A concorrência enfrenta o mesmo muro. A Apple, com os seus óculos de realidade aumentada Vision Pro, debate-se com vendas fracas e pausas na produção, enquanto a Sony foi forçada a cortar o preço do PSVR2 para 350 euros, menos 100 do que antes e bem menos do que os quase 600 no lançamento, em fevereiro de 2023. Em dois anos, o fabricante japonês vendeu menos de 1,5 milhões de unidades desta segunda versão do seu sistema de VR para a PlayStation.

Para agravar todo este cenário, o desenvolvimento do metaverso enfrenta agora um inimigo invisível: a própria Inteligência Artificial. A atual “corrida ao ouro” da IA criou um buraco negro que absorve todo o hardware disponível. Relatórios de dezembro de 2025 indicam que o preço da memória RAM disparou até 600% em certos mercados, com os fabricantes a desviarem toda a produção para servidores de IA. A situação atingiu contornos insólitos na Samsung, onde a Divisão Móvel reporta dificuldades em adquirir chips à sua própria Divisão de Semicondutores, que prefere vender a capacidade de produção a gigantes de IA a preços premium [ler texto ao lado]. Com o “silício” a preços proibitivos, criar headsets acessíveis tornou-se uma impossibilidade financeira.

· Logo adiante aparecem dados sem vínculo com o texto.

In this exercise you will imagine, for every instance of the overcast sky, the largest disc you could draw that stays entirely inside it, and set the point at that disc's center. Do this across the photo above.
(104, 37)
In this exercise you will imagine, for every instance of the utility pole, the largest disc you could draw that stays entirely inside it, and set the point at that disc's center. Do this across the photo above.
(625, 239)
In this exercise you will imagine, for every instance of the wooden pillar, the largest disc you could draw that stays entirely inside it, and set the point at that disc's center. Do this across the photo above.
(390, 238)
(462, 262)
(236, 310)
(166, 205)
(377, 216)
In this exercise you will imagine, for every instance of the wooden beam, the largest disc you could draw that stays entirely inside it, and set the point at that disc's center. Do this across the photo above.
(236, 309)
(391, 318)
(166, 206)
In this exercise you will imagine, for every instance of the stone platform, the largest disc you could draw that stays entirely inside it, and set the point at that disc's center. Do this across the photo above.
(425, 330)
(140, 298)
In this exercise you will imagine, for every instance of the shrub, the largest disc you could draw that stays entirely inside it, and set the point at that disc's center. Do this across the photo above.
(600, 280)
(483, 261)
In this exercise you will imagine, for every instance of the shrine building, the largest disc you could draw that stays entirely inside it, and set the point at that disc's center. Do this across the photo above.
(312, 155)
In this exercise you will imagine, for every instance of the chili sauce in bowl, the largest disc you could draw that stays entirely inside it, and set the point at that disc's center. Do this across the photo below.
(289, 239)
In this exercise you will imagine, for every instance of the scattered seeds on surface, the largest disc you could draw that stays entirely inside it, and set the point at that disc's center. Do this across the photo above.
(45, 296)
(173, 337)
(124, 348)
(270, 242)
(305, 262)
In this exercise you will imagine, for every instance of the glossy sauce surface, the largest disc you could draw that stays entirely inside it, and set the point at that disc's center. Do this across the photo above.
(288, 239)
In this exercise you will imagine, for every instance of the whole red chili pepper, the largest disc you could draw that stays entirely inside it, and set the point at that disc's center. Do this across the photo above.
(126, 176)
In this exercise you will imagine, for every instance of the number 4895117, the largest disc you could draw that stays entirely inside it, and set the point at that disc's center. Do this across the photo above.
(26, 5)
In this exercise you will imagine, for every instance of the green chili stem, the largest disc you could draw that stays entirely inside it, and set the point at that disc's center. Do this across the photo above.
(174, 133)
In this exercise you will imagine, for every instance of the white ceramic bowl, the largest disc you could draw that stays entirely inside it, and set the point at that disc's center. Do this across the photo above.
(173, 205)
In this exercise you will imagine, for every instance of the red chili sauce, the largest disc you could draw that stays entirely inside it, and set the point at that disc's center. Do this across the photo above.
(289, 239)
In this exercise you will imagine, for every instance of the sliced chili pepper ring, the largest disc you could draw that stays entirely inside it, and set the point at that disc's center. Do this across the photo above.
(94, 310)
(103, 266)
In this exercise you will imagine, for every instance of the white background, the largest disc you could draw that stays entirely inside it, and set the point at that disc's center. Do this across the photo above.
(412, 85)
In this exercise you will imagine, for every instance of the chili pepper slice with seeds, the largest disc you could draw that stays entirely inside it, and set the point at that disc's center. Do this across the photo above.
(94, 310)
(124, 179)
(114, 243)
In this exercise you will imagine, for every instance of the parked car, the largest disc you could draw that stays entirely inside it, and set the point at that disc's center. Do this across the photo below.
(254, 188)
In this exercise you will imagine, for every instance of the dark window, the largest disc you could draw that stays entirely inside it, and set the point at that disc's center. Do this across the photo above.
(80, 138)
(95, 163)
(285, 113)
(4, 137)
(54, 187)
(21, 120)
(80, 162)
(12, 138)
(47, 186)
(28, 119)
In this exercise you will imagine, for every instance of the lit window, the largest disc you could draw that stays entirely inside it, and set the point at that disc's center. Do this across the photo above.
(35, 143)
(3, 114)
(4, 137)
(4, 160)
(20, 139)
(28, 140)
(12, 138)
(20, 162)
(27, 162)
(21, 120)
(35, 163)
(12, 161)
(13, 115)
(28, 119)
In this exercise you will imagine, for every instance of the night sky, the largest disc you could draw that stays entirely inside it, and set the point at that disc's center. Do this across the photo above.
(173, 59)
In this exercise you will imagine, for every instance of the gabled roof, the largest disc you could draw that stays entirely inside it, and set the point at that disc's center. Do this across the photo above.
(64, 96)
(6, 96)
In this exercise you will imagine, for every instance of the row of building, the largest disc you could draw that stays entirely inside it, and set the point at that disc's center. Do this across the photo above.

Entra o projeto Avocado. E goodbye open-source

O dinheiro poupado no metaverso não ficará nos cofres da empresa. A Meta está a redirecionar maciçamente estes recursos para a nova obsessão de Silicon Valley. A estratégia passa agora pelo abandono da filosofia open-source do modelo Llama em favor de um novo modelo comercial e proprietário, com o nome de código Avocado, previsto para o primeiro trimestre de 2026.

Para liderar esta frente, a empresa criou a unidade Superintelligence Labs, contratando talento da OpenAI e da Apple a peso de ouro. A previsão é que a Meta gaste cerca de 72 mil milhões de dólares em IA só este ano, mais do que perdeu no metaverso em quatro anos.

No campo do hardware, a lição parece ter sido aprendida. O sucesso dos óculos Ray-Ban Meta ditou o fim dos “tijolos na cara”: o lançamento do Quest 4 foi adiado para 2027 e o foco muda para dispositivos ultraleves com processamento externo, desenhados sob a alçada de Alan Dye, ex-executivo da Apple recentemente contratado.

Wall Street entre a euforia e o medo

A resposta dos investidores a esta reestruturação foi volátil. Inicialmente, a notícia dos cortes no metaverso fez as ações da Meta dispararem mais de 4%, com Wall Street a celebrar o fim de uma “distração dispendiosa”. No entanto, o sentimento azedou esta quinta-feira, 11 de dezembro, com o mercado a recuar cerca de 1% após a Oracle apresentar resultados dececionantes, devido aos custos de infraestrutura de IA.

O medo dos investidores é simples foi resumido pelo analista Craig Huber, da Huber Research: a mudança foi “inteligente, mas tardia”. Zuckerberg pode assim ter fechado a torneira do metaverso apenas para abrir outra, igualmente cara e incerta, na Inteligência Artificial, tendo em conta a forte concorrência e o atraso que a sua empresa enfrenta.